Correlations among simultaneously recorded signals are mostly analyzed pairwise and include temporal averaging. However, pairwise methods are not suitable for characterizing relationships among multiple channels for signals which vary temporally in an unpredictable way. Here we develop a time-resolved spatio-temporal correlation (STC) measure among simultaneously recorded signals. We demonstrate the capabilities of the method with artificial data sets and with multiple-channel recordings from striate cortex of awake monkeys.
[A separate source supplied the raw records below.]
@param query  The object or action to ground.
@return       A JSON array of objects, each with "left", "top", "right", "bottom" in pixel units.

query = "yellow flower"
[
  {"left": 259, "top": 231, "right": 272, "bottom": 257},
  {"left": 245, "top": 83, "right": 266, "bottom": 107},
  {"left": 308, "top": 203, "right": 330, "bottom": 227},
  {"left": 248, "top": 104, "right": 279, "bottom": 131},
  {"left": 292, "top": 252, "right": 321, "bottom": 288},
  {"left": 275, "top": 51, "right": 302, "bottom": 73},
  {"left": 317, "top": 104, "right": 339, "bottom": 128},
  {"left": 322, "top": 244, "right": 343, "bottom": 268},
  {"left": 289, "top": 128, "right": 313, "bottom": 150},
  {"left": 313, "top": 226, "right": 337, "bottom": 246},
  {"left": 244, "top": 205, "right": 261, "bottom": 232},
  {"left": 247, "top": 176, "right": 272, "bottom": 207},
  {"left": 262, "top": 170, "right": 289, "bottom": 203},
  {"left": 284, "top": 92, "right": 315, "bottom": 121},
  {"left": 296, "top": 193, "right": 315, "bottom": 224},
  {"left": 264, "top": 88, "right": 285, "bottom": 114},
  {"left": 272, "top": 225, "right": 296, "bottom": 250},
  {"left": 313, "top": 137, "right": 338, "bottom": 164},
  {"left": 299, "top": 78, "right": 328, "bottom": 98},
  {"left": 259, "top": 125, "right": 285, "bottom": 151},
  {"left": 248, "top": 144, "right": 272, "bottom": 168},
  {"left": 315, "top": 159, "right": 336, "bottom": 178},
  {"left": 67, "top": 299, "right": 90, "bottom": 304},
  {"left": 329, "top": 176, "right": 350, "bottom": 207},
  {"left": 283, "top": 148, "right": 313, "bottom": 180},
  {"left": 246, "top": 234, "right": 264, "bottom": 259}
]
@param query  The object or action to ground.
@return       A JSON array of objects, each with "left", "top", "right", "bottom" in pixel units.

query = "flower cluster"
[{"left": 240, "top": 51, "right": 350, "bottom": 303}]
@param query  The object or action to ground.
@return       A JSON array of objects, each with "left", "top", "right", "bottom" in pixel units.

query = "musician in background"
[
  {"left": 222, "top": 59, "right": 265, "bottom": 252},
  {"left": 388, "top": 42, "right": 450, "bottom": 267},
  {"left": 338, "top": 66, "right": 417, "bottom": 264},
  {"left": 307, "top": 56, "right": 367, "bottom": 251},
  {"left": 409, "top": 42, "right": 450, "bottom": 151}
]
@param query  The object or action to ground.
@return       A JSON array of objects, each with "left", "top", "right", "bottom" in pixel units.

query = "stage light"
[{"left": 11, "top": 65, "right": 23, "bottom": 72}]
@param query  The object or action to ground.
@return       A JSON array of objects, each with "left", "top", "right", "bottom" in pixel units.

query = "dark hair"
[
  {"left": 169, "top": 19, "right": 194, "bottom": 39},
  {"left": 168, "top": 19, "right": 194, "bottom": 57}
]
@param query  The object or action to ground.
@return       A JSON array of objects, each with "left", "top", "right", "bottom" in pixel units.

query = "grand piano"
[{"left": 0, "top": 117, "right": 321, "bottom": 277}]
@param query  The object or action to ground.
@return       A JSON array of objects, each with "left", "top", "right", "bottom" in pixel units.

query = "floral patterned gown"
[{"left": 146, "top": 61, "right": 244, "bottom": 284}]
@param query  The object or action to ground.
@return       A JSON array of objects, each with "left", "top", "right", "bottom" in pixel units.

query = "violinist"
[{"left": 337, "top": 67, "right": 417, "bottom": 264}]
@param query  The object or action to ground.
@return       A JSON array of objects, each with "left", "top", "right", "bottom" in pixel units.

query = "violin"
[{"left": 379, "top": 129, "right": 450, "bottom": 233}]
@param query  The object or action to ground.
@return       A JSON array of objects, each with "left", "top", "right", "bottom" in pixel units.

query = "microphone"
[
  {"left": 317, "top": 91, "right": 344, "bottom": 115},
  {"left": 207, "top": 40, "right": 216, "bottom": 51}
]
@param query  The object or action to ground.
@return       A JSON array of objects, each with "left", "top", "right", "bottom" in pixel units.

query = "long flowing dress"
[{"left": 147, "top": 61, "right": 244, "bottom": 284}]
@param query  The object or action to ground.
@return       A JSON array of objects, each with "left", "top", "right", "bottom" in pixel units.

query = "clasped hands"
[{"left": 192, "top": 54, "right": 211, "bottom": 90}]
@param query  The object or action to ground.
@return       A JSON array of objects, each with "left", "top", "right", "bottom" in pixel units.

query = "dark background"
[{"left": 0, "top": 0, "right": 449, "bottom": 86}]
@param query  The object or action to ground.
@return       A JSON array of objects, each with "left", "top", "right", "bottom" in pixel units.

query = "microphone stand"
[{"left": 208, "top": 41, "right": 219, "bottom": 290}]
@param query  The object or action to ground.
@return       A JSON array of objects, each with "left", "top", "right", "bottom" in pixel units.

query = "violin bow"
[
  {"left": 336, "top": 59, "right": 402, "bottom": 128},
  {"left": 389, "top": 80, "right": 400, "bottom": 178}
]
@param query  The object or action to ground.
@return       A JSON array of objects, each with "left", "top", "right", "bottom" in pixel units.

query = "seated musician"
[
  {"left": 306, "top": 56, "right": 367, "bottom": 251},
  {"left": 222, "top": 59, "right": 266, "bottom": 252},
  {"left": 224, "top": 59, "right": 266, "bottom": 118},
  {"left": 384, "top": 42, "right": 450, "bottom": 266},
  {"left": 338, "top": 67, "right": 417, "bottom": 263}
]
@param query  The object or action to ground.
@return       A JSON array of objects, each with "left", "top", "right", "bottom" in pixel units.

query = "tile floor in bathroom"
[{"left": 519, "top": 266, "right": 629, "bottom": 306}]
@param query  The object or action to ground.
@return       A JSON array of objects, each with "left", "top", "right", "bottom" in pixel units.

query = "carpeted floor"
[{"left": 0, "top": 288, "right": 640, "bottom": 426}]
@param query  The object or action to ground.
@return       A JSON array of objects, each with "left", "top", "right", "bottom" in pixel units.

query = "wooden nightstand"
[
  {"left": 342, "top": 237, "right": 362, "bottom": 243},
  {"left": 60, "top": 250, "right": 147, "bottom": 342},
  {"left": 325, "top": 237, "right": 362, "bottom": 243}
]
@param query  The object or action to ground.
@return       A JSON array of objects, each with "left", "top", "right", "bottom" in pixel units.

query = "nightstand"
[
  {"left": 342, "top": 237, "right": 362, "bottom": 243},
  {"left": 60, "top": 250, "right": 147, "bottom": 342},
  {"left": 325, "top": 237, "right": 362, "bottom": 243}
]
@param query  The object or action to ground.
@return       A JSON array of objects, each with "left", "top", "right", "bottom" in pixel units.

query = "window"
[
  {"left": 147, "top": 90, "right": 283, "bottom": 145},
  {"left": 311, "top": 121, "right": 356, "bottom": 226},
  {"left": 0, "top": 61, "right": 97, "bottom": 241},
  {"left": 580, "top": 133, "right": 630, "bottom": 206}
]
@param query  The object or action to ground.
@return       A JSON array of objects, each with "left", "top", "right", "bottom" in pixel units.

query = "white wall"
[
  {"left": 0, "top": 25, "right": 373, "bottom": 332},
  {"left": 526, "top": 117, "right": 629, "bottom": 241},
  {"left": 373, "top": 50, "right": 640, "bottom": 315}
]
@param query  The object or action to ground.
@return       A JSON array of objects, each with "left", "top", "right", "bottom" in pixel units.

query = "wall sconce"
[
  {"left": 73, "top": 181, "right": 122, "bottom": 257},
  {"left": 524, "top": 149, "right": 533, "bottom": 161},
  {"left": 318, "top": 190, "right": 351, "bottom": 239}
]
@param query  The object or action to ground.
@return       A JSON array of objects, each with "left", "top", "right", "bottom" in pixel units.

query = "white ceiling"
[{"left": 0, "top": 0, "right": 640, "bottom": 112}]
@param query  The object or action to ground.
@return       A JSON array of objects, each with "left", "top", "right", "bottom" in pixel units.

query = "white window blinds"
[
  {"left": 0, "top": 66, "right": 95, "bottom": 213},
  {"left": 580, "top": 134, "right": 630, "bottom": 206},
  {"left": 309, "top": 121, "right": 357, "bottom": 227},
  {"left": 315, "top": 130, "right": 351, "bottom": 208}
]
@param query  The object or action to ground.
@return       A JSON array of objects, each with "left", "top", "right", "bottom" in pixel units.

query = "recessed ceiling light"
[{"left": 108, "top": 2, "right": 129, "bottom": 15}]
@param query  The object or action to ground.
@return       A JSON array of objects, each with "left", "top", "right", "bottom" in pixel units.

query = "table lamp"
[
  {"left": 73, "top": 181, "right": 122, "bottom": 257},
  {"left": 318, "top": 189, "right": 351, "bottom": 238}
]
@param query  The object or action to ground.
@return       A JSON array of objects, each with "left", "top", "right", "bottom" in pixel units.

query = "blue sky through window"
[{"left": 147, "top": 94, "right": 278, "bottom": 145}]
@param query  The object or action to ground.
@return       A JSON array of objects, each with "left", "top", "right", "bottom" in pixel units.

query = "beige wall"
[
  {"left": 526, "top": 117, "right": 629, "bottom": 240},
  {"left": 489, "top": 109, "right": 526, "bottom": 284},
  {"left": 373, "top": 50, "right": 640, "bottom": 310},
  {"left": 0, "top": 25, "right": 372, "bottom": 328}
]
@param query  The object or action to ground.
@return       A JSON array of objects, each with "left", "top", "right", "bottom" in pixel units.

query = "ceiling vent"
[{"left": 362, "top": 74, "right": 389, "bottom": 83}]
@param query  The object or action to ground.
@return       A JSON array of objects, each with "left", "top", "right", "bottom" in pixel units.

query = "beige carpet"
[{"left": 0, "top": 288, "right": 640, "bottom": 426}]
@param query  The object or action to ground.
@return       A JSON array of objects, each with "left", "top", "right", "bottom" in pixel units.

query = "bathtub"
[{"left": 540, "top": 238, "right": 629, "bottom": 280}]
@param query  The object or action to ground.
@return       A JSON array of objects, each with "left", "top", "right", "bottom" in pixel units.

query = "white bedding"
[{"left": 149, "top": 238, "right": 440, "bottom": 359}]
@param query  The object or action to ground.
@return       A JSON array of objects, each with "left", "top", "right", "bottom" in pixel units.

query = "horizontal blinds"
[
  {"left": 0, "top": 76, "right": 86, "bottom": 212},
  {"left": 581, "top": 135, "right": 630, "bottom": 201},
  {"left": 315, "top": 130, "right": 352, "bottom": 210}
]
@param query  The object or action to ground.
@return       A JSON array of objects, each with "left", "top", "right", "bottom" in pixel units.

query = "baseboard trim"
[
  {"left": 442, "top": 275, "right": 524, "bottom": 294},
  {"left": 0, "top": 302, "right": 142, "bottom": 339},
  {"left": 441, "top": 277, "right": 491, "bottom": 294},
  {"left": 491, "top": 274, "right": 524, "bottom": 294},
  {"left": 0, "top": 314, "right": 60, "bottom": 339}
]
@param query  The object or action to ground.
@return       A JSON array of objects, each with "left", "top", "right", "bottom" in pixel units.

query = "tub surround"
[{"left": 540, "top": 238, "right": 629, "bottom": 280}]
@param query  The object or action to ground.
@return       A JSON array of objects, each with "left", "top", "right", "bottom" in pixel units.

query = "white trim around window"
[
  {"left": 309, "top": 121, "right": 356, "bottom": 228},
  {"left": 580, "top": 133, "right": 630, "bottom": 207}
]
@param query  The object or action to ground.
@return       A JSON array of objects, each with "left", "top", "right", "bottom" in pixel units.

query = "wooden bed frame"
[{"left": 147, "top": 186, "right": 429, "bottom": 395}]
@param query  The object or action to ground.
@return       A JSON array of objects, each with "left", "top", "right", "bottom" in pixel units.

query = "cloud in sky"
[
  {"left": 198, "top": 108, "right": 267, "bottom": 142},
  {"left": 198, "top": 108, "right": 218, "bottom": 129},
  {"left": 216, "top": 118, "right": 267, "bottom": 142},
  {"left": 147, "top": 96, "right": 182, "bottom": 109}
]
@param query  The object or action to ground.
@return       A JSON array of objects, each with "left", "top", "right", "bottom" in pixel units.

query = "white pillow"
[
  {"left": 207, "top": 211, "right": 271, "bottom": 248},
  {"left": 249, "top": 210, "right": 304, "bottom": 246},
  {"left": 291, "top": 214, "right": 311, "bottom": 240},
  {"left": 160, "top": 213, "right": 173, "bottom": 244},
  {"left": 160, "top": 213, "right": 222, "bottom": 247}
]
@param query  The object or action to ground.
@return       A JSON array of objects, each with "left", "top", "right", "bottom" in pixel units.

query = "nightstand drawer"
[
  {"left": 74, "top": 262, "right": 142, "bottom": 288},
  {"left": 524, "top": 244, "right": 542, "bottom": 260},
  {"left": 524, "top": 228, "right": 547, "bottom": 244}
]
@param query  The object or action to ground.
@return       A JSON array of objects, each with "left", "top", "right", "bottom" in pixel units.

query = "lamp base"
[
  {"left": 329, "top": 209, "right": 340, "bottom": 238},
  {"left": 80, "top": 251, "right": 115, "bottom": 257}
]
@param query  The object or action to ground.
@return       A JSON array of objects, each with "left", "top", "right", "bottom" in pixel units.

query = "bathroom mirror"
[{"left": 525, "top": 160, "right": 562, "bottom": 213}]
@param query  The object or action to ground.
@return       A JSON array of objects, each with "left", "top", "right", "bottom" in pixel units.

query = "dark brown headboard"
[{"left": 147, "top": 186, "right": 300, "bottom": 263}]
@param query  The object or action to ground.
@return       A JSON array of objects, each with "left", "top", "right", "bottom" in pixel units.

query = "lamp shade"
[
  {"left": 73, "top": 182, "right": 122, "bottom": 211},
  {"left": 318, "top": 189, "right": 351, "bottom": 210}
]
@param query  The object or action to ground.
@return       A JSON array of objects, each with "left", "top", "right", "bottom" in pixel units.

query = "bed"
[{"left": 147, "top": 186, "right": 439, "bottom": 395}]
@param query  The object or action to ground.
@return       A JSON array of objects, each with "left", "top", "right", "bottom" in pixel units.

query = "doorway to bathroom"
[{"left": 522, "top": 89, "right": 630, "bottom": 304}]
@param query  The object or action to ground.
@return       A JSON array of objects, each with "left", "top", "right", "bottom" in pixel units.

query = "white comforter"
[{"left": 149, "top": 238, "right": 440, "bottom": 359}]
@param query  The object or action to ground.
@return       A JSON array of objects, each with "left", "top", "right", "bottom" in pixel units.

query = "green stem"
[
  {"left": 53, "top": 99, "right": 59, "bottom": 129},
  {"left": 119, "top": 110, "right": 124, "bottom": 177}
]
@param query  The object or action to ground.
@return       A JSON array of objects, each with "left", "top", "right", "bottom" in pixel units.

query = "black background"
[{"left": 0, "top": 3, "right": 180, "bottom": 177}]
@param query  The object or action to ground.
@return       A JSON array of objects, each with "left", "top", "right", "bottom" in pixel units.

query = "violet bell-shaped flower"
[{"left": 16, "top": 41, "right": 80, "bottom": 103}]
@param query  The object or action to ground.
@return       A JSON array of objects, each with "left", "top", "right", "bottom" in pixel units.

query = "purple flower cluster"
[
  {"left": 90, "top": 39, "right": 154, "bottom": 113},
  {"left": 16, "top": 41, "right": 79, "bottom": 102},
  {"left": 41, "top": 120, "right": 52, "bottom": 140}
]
We concentrate on correlations in the γ-frequency range (γ: 30–90 Hz) because they were prominent in the analyzed recordings and gained high interest in the recent years due to their assumed role in associative processing, including perceptual binding. Former analyses of γ-activities in visual cortex, using pairwise correlation methods, mostly revealed zero-delay correlation, indicating synchrony. In cat and monkey visual cortex this γ-synchrony is restricted to 1.5–3.0 mm (half-height decline). However, our spatio-temporal correlation (STC)-method demonstrates for striate cortex from awake monkeys that γ-synchrony is a local phenomenon of more global traveling plane waves that appear stimulus-induced at randomly varying orientations. These γ-waves are coupled over much larger cortical distances (≈7 mm half-height decline) than the γ-synchrony ranges obtained by pairwise correlation analyses from the same data. Our STC-method therefore suggests that the previously reported results of short-range and zero-delay correlations were often due to temporal averaging of traveling γ-waves.